Adieu, ma bonne et chère sœur, je vous prie de toujours compter dans quelque circonstance que ce soit sur ma plus vive amitié. Archives Tocqueville. Original.


Tocqueville et Beaumont ont pénétré le 21 août sur le territoire canadien ; ils l’ont quitté pour revenir à Albany le 5 septembre.

 

 

Lettre à Mme la comtesse de Grancey

De retour à New-York, Tocqueville écrit une longue lettre à sa cousine, la comtesse de Grancey, dans laquelle il évoque le décès de l’abbé Lesueur, le voyage américain et la découverte, inattendue du Canada et la survivance de la vieille souche de la colonie française, seul élément retenu ci-dessous…
 

À Madame La Comtesse De Grancey9

Buste Alexis de Tocqueville sur la place du village

Buste d’Alexis
de Tocqueville
sur la place du village
crédit : Jean-Louis Benoît
New York, 10 octobre 1831.
 

Nous sommes enfin arrivés à Buffalo, sur le bord des grands lacs, sans en avoir vu un seul.
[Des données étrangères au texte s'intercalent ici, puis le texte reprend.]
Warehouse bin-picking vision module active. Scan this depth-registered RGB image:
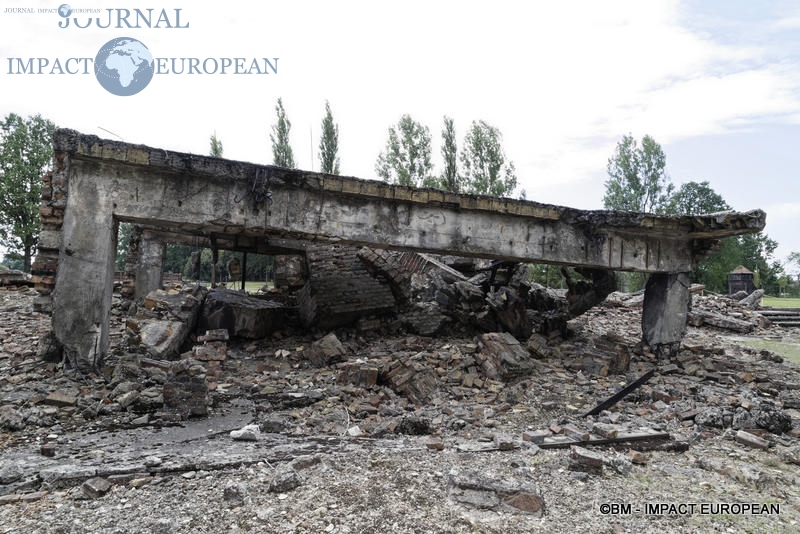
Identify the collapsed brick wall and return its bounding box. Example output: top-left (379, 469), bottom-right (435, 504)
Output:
top-left (358, 247), bottom-right (466, 304)
top-left (297, 244), bottom-right (396, 329)
top-left (31, 152), bottom-right (68, 313)
top-left (274, 254), bottom-right (308, 289)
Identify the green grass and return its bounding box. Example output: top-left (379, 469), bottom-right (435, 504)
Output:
top-left (761, 297), bottom-right (800, 308)
top-left (192, 280), bottom-right (273, 293)
top-left (737, 338), bottom-right (800, 364)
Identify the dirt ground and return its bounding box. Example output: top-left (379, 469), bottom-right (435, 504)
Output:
top-left (0, 291), bottom-right (800, 534)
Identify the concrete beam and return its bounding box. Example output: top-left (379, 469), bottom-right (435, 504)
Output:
top-left (55, 130), bottom-right (766, 272)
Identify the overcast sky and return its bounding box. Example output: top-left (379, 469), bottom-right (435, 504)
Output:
top-left (0, 0), bottom-right (800, 274)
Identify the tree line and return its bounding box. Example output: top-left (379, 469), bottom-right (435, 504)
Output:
top-left (0, 111), bottom-right (800, 295)
top-left (603, 135), bottom-right (788, 295)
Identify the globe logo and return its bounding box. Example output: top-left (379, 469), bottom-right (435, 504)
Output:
top-left (94, 37), bottom-right (153, 96)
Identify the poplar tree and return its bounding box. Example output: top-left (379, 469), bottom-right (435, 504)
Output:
top-left (208, 132), bottom-right (223, 158)
top-left (375, 115), bottom-right (435, 187)
top-left (461, 121), bottom-right (517, 197)
top-left (0, 113), bottom-right (56, 272)
top-left (319, 101), bottom-right (339, 174)
top-left (441, 116), bottom-right (460, 193)
top-left (269, 98), bottom-right (295, 169)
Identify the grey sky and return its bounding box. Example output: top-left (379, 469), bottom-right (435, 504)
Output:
top-left (0, 0), bottom-right (800, 272)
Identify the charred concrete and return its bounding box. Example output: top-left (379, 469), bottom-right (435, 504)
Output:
top-left (32, 129), bottom-right (766, 369)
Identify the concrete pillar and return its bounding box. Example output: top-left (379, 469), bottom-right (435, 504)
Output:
top-left (52, 168), bottom-right (117, 372)
top-left (134, 231), bottom-right (164, 303)
top-left (642, 273), bottom-right (692, 358)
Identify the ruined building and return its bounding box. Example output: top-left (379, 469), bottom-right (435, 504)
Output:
top-left (33, 129), bottom-right (766, 369)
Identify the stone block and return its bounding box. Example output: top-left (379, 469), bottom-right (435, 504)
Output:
top-left (477, 332), bottom-right (533, 379)
top-left (197, 288), bottom-right (287, 339)
top-left (303, 333), bottom-right (347, 367)
top-left (81, 477), bottom-right (111, 499)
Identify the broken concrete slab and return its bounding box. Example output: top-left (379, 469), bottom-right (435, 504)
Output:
top-left (197, 288), bottom-right (287, 339)
top-left (163, 360), bottom-right (208, 419)
top-left (475, 332), bottom-right (534, 380)
top-left (447, 470), bottom-right (544, 517)
top-left (127, 286), bottom-right (207, 359)
top-left (303, 333), bottom-right (347, 367)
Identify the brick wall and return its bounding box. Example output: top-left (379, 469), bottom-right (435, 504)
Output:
top-left (31, 152), bottom-right (68, 313)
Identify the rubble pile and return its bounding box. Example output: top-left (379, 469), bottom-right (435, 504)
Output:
top-left (0, 282), bottom-right (800, 532)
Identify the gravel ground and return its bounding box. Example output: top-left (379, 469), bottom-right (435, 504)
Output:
top-left (0, 292), bottom-right (800, 534)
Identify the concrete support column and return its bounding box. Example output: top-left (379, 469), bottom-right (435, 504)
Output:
top-left (642, 273), bottom-right (692, 358)
top-left (134, 231), bottom-right (164, 303)
top-left (52, 162), bottom-right (117, 372)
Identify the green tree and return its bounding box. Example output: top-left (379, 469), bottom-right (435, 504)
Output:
top-left (114, 222), bottom-right (133, 271)
top-left (664, 181), bottom-right (731, 215)
top-left (603, 135), bottom-right (673, 213)
top-left (269, 98), bottom-right (294, 169)
top-left (461, 121), bottom-right (517, 197)
top-left (0, 113), bottom-right (55, 272)
top-left (439, 116), bottom-right (461, 193)
top-left (208, 132), bottom-right (223, 158)
top-left (375, 115), bottom-right (436, 187)
top-left (319, 100), bottom-right (339, 174)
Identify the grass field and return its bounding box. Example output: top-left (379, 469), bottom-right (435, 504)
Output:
top-left (191, 280), bottom-right (272, 293)
top-left (761, 297), bottom-right (800, 308)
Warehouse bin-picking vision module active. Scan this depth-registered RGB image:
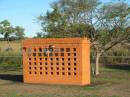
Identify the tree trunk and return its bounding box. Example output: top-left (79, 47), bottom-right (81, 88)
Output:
top-left (95, 53), bottom-right (101, 75)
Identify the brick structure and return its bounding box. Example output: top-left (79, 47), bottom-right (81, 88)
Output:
top-left (22, 38), bottom-right (90, 85)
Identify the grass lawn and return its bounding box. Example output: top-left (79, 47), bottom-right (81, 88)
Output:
top-left (0, 68), bottom-right (130, 97)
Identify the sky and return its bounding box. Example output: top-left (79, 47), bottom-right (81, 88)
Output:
top-left (0, 0), bottom-right (130, 37)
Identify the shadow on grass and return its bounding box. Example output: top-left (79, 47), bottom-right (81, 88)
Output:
top-left (0, 74), bottom-right (23, 82)
top-left (105, 64), bottom-right (130, 71)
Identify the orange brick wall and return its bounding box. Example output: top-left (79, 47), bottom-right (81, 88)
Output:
top-left (22, 38), bottom-right (90, 85)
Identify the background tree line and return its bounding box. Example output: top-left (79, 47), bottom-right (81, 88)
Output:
top-left (0, 20), bottom-right (24, 50)
top-left (0, 20), bottom-right (25, 41)
top-left (37, 0), bottom-right (130, 75)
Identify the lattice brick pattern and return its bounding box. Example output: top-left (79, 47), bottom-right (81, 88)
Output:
top-left (23, 38), bottom-right (90, 85)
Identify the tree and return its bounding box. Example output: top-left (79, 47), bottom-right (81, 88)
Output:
top-left (0, 20), bottom-right (15, 49)
top-left (39, 0), bottom-right (130, 75)
top-left (15, 26), bottom-right (25, 39)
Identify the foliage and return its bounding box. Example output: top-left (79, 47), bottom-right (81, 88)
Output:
top-left (38, 0), bottom-right (130, 75)
top-left (0, 20), bottom-right (24, 40)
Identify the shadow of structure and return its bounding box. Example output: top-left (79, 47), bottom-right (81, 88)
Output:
top-left (105, 64), bottom-right (130, 71)
top-left (0, 74), bottom-right (23, 82)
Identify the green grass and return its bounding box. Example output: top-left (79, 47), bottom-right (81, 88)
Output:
top-left (0, 68), bottom-right (130, 97)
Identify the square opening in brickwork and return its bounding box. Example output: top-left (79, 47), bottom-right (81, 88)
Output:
top-left (66, 48), bottom-right (70, 52)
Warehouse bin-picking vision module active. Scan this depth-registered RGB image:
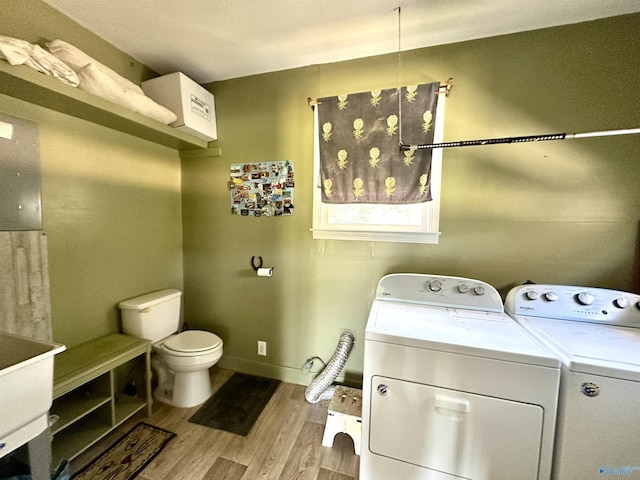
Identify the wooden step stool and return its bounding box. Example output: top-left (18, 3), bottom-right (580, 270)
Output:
top-left (322, 385), bottom-right (362, 455)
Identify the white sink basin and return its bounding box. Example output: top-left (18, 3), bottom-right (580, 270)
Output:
top-left (0, 332), bottom-right (65, 458)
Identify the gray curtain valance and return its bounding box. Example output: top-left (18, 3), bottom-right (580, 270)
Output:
top-left (317, 82), bottom-right (440, 204)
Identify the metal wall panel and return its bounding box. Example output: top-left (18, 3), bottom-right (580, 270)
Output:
top-left (0, 113), bottom-right (42, 230)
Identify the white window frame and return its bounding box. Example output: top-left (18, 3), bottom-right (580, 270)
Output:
top-left (311, 91), bottom-right (446, 244)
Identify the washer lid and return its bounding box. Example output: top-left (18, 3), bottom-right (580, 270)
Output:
top-left (365, 300), bottom-right (560, 368)
top-left (515, 315), bottom-right (640, 381)
top-left (164, 330), bottom-right (222, 352)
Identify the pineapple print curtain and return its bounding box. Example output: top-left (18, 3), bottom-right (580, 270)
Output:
top-left (317, 82), bottom-right (440, 204)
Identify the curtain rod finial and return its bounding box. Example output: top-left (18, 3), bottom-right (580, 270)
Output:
top-left (307, 97), bottom-right (322, 110)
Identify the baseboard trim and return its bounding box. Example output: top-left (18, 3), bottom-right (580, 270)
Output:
top-left (217, 355), bottom-right (362, 388)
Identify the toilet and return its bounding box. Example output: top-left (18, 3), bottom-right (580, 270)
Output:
top-left (118, 289), bottom-right (223, 408)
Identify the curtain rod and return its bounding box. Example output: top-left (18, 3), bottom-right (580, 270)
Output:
top-left (307, 78), bottom-right (453, 110)
top-left (400, 128), bottom-right (640, 150)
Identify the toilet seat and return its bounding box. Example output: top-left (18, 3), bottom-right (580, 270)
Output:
top-left (162, 330), bottom-right (222, 357)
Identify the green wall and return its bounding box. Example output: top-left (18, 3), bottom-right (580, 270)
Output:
top-left (182, 15), bottom-right (640, 383)
top-left (0, 0), bottom-right (183, 347)
top-left (0, 0), bottom-right (640, 383)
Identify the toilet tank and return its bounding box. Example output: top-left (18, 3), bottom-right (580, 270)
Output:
top-left (118, 289), bottom-right (182, 342)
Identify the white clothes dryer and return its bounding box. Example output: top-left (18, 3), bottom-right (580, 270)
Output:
top-left (360, 274), bottom-right (560, 480)
top-left (505, 285), bottom-right (640, 480)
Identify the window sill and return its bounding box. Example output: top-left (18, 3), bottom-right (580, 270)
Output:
top-left (311, 229), bottom-right (440, 245)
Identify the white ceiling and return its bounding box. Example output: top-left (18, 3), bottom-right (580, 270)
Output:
top-left (44, 0), bottom-right (640, 83)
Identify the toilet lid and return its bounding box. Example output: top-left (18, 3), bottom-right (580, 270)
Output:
top-left (164, 330), bottom-right (222, 352)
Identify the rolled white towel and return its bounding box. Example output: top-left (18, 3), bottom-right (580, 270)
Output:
top-left (0, 35), bottom-right (80, 87)
top-left (45, 39), bottom-right (144, 95)
top-left (46, 39), bottom-right (178, 125)
top-left (78, 63), bottom-right (178, 125)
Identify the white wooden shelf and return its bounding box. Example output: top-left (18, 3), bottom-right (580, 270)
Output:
top-left (0, 60), bottom-right (209, 150)
top-left (49, 333), bottom-right (153, 465)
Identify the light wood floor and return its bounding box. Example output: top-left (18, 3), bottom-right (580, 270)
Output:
top-left (71, 367), bottom-right (360, 480)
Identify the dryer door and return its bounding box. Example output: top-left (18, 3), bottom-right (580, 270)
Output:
top-left (369, 376), bottom-right (543, 480)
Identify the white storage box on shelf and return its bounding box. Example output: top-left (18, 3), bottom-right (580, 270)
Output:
top-left (141, 72), bottom-right (218, 141)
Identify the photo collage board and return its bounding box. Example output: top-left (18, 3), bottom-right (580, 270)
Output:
top-left (229, 160), bottom-right (295, 217)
Le moyen de revenir en France sans rapporter dans sa tête son sauvage et sa forêt vierge! Il ne fallait point y songer. Le bonheur a voulu que précisément à cette époque un vaisseau à vapeur partit de Buffalo pour aller explorer l’entrée du lac Supérieur et les bords du lac Michigan. Nous nous sommes déterminés à saisir l’occasion, et nous voilà ajoutant un crochet de cinq cents lieues à notre voyage. Cette fois, du reste, nous avons été complètement satisfaits; nous avons parcouru des côtes immenses où les Blancs n’ont point encore abattu un seul arbre ; et nous avons visité un grand nombre de nations indiennes. J’espère un jour pouvoir vous raconter bien des épisodes de ce long voyage, mais aujourd’hui il faut me borner.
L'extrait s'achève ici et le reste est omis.